A freeze that will not thaw

Five months after the building moratorium ‘ended,’ the situation remains the same.

A field trip in Pisgat Yaakov settlement 311 (R) (photo credit: REUTERS)
A field trip in Pisgat Yaakov settlement 311 (R)
(photo credit: REUTERS)
On September 26, with much fanfare and the rapt attention of the international media, the 10-month building freeze in Judea and Samaria came to an end. Or so the world was led to believe.
Yes, we have made considerable efforts to reverse the enormous damage of this wasted 10 months of potential growth. Yet the harsh reality is that the freeze essentially remains in place.
Particularly in the larger communities like Ma’aleh Adumim, Ariel, Karnei Shomron and Betar Illit, the government has refused to issue the necessary tenders to enable us to build as we should be legally and morally allowed to.
Let there be no doubt why these tenders haven’t been issued. The government’s inaction is the result of the joint policies of Prime Minister Binyamin Netanyahu and Defense Minister Ehud Barak, who would rather try to appease the Obama administration than address the legitimate housing needs of those they represent.
In recent days, we have witnessed a renewed volley of pronouncements opposing construction voiced by the prime minister.
When the government cranks out statements opposing the legitimate development needs of our communities, the fear is that it will soon return to its default policy of a strict freeze, motivated by a somewhat pathetic quest to appease foreign governments.
Beyond the obvious harm these policies do to the families living in Judea and Samaria, the most painful aspect is when we recognize how pointless a process these freezes truly are. Any objective observer will quickly conclude that the building freeze achieved absolutely nothing in terms of advancing trust from the Palestinian side.

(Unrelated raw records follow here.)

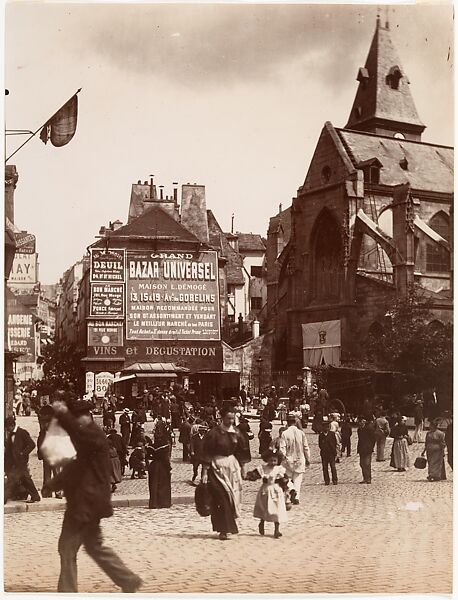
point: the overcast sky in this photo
(229, 96)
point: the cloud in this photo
(221, 44)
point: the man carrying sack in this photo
(86, 485)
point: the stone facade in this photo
(372, 218)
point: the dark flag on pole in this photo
(61, 127)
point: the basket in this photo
(202, 500)
(420, 462)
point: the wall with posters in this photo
(20, 329)
(150, 307)
(24, 272)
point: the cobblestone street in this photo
(392, 537)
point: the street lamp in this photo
(259, 361)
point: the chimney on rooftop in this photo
(151, 187)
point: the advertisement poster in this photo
(24, 269)
(104, 333)
(172, 296)
(90, 382)
(107, 265)
(102, 383)
(25, 243)
(20, 330)
(107, 300)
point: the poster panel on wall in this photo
(107, 300)
(24, 269)
(25, 243)
(107, 265)
(172, 296)
(20, 329)
(102, 383)
(90, 382)
(105, 333)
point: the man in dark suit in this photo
(124, 421)
(87, 488)
(366, 443)
(18, 446)
(45, 416)
(327, 442)
(120, 446)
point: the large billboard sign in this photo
(107, 265)
(107, 300)
(172, 296)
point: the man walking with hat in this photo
(295, 449)
(18, 446)
(125, 423)
(87, 489)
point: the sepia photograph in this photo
(228, 298)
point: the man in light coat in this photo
(296, 452)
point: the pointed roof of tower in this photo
(383, 99)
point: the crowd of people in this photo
(215, 439)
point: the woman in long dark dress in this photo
(221, 470)
(159, 469)
(434, 447)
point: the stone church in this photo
(372, 219)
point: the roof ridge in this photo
(390, 137)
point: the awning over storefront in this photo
(321, 343)
(124, 378)
(158, 369)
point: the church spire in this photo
(383, 102)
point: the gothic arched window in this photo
(327, 272)
(440, 222)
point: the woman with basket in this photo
(434, 448)
(400, 452)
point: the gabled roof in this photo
(429, 167)
(155, 223)
(250, 242)
(376, 99)
(218, 240)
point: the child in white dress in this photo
(270, 503)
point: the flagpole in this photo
(41, 127)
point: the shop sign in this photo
(90, 382)
(107, 300)
(172, 296)
(24, 269)
(102, 382)
(107, 265)
(104, 333)
(192, 355)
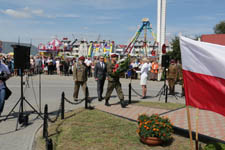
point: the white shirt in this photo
(88, 62)
(102, 64)
(145, 68)
(3, 68)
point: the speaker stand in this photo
(21, 101)
(164, 89)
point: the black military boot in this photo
(107, 102)
(123, 104)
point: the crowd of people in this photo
(100, 67)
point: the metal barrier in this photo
(49, 143)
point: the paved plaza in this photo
(51, 88)
(210, 124)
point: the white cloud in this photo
(208, 18)
(16, 14)
(29, 13)
(38, 12)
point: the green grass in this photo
(168, 106)
(96, 130)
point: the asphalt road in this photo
(52, 87)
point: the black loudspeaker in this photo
(21, 57)
(165, 61)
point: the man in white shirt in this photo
(88, 63)
(145, 68)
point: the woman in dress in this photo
(145, 68)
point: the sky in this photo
(40, 21)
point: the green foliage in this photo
(220, 28)
(154, 126)
(123, 67)
(175, 54)
(215, 146)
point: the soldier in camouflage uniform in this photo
(80, 76)
(113, 82)
(180, 76)
(172, 76)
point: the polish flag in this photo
(204, 74)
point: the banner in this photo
(204, 74)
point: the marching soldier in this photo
(113, 82)
(180, 76)
(80, 76)
(172, 76)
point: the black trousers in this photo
(100, 86)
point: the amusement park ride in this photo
(146, 26)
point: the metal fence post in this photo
(129, 93)
(166, 94)
(62, 105)
(45, 124)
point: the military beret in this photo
(81, 58)
(114, 55)
(172, 61)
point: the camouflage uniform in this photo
(80, 74)
(172, 77)
(113, 82)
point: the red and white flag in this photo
(204, 74)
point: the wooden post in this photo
(196, 134)
(189, 127)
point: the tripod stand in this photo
(164, 89)
(21, 118)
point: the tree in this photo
(220, 28)
(175, 54)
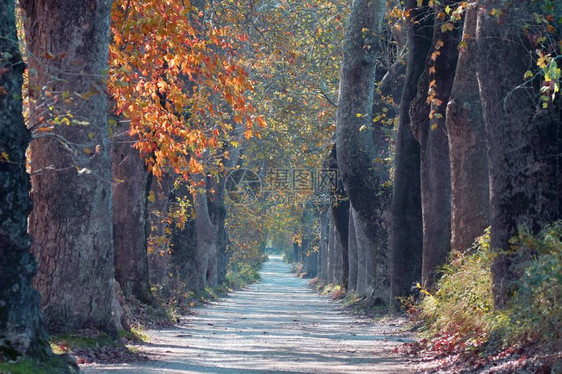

In fact, we are likely at the coldest point in years in terms of our relationship with Ramallah.
So while the global mantra to cease building continues, our government meekly caves in to these demands rather than defend our national interests and right to self-governance. The Palestinians know better than anyone that the conflict has nothing to do with house or school building.
Having grown accustomed to masterfully manipulating international opinion for their benefit, the Palestinians have put it in the minds of world leaders that the desire to expand my porch is the central issue that has precluded us from reaching a peace agreement. Conveniently ignored, of course, is the Palestinians’ historic contempt for Israel, manifested by a refusal to recognize our right to exist as a Jewish state.
ONCE AGAIN influenced only by international pressure, the calls to cease building in our homeland have been accompanied in recent days by forced dismantling of homes.
Most regrettable were the actions taken by the police, who relied on excessive violence, including the use of special bullets defined as “lesslethal,” in an attempt to silence demonstrators protesting these forced evacuations. This represents the crossing of an implicit red line that should never be crossed again.
Within the protests aroused by this police behavior, a few incidents of the so-called price-tag occurred, damaging the property of innocents. I denounce such actions, and believe this small collection of people should be punished to the fullest extent of the law.
Yet, while the media all too often fall into the trap of conveying the message that such illegal actions are typical of the settler movement, nothing could be further from the truth.
The illegal and unacceptable activities of a tiny minority do not, and never will, reflect the will or values of the majority of the people who live in these areas. These Israelis in fact desire quiet and peaceful coexistence with our neighbors, and the right to meet their families’ needs without provocation or incitement.
As a proud, patriotic community that understands a strong and protected Judea and Samaria is central to preserving a strong and protected Israel, we cannot be silent.
We will act responsibly and within the boundaries of legitimate protest in a democratic society. At the same time, we are determined to defend our interests, which are Israel’s too, and ensure that the vision of growth and prosperity that has always defined the people of Judea and Samaria will continue to serve as our legacy – both for our benefit and the benefit of all Israelis- whether they might be found.
The writer is chairman of the Council of Jewish Communities in Judea and Samaria.